We know that wealth distribution in society follows a Pareto distribution as described HERE – that the top 20% of the population will hold approximately 80% of the wealth. Money makes more money, and so long as this continues to be the case, wealth will always follow this distribution. This is called scale invariance. Pareto distributions are scale invariant, so no matter how much money there is in society, and no matter how much wealth there is in society, so long as wealth creates wealth, someone will always be much richer then someone else.

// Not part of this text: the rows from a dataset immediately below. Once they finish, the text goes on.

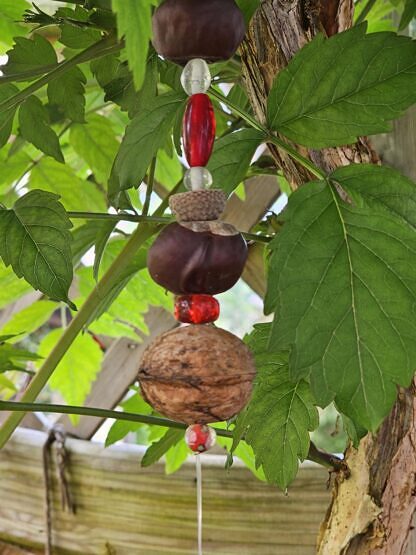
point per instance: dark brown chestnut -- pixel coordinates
(208, 29)
(197, 257)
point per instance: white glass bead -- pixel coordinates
(197, 178)
(196, 77)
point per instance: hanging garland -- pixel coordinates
(197, 373)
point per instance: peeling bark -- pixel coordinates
(371, 512)
(277, 31)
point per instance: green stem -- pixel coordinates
(119, 217)
(327, 460)
(269, 138)
(97, 50)
(150, 219)
(100, 413)
(366, 10)
(108, 281)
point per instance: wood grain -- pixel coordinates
(135, 511)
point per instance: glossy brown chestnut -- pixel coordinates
(209, 258)
(197, 374)
(208, 29)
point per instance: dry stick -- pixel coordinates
(332, 462)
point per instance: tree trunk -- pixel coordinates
(371, 512)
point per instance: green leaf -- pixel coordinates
(121, 428)
(35, 240)
(84, 238)
(29, 54)
(145, 135)
(169, 170)
(11, 12)
(35, 128)
(75, 36)
(11, 288)
(176, 456)
(29, 319)
(76, 194)
(6, 118)
(135, 24)
(231, 158)
(11, 358)
(336, 89)
(159, 448)
(350, 324)
(77, 370)
(409, 13)
(67, 93)
(277, 421)
(96, 143)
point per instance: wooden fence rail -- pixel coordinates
(123, 509)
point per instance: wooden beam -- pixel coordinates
(131, 510)
(119, 371)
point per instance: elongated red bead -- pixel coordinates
(196, 309)
(198, 129)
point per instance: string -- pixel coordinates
(199, 501)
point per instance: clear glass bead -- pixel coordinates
(197, 178)
(196, 77)
(199, 438)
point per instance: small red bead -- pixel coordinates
(198, 129)
(199, 438)
(196, 309)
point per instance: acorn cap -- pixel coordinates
(201, 205)
(197, 374)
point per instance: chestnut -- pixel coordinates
(197, 374)
(207, 29)
(197, 257)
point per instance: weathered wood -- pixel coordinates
(119, 371)
(143, 512)
(385, 464)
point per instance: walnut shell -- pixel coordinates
(197, 374)
(197, 257)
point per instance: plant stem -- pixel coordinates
(105, 285)
(320, 457)
(98, 412)
(119, 217)
(97, 50)
(366, 10)
(149, 186)
(150, 219)
(268, 137)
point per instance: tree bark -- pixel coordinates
(371, 512)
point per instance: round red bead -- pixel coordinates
(199, 438)
(198, 129)
(196, 309)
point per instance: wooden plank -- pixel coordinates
(261, 193)
(119, 371)
(138, 511)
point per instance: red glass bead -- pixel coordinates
(196, 309)
(198, 129)
(200, 438)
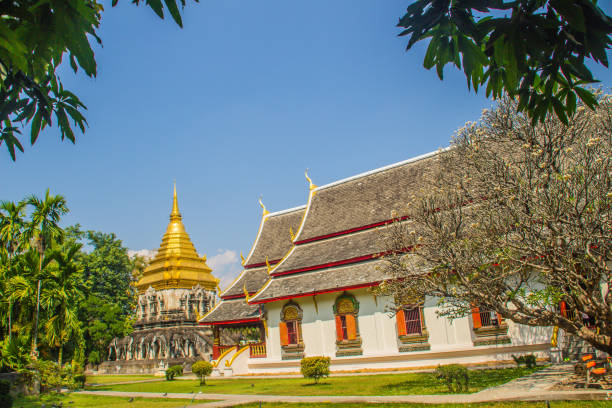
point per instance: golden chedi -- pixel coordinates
(176, 289)
(177, 264)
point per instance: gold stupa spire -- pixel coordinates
(177, 264)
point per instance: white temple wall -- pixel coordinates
(450, 341)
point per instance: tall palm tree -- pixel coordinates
(11, 240)
(11, 226)
(62, 296)
(43, 230)
(21, 289)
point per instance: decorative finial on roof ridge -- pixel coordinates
(175, 214)
(265, 212)
(268, 265)
(312, 185)
(246, 292)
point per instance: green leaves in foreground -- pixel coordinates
(35, 37)
(533, 50)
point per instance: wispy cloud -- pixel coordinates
(225, 265)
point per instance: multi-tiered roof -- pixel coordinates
(177, 264)
(337, 244)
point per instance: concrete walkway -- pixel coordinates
(530, 388)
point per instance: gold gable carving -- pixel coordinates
(291, 313)
(345, 306)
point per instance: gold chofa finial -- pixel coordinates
(246, 293)
(265, 212)
(312, 186)
(268, 265)
(175, 214)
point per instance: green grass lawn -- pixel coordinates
(553, 404)
(90, 401)
(381, 384)
(106, 379)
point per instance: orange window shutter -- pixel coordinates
(339, 328)
(400, 317)
(284, 334)
(563, 307)
(351, 327)
(476, 317)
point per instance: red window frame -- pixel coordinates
(292, 332)
(344, 329)
(412, 319)
(488, 318)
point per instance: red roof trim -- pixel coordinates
(318, 292)
(238, 296)
(249, 266)
(327, 265)
(255, 319)
(351, 230)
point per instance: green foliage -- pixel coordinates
(51, 376)
(174, 371)
(94, 357)
(79, 380)
(202, 369)
(529, 360)
(534, 50)
(85, 298)
(14, 353)
(6, 400)
(454, 376)
(315, 367)
(35, 36)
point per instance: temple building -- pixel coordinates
(237, 325)
(313, 296)
(177, 288)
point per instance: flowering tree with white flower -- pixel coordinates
(515, 218)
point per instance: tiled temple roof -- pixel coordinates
(337, 249)
(362, 200)
(335, 279)
(233, 310)
(253, 278)
(273, 241)
(273, 238)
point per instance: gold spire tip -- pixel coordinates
(265, 212)
(312, 185)
(175, 212)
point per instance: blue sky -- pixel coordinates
(235, 105)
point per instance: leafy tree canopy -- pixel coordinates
(35, 37)
(515, 218)
(535, 50)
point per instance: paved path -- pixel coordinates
(530, 388)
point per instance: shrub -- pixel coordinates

It is impossible for everyone in society to have the same amount of wealth. So long as our economic system uses money as a medium of exchange, money will always create more money, a Pareto-like wealth distribution will always exist, and some people will always have much more money then other people. Even in some of the richest countries with some of the worlds lowest Gini coefficients you can see huge differences in wealth.

That being said, money does not always have to be the medium of exchange, and thus, wealth distribution does not have to follow a Pareto distribution. Consider a star-trek-like society where money is no longer used, everyones needs are met, and technology has progressed to such a point where no one is living in poor conditions. If we were to get rid of money (without replacing it with something else), or progress society to a state where money is no longer necessary – wealth distribution within society could change from following a Pareto distribution to some other distribution – or perhaps it would no follow any distribution at all.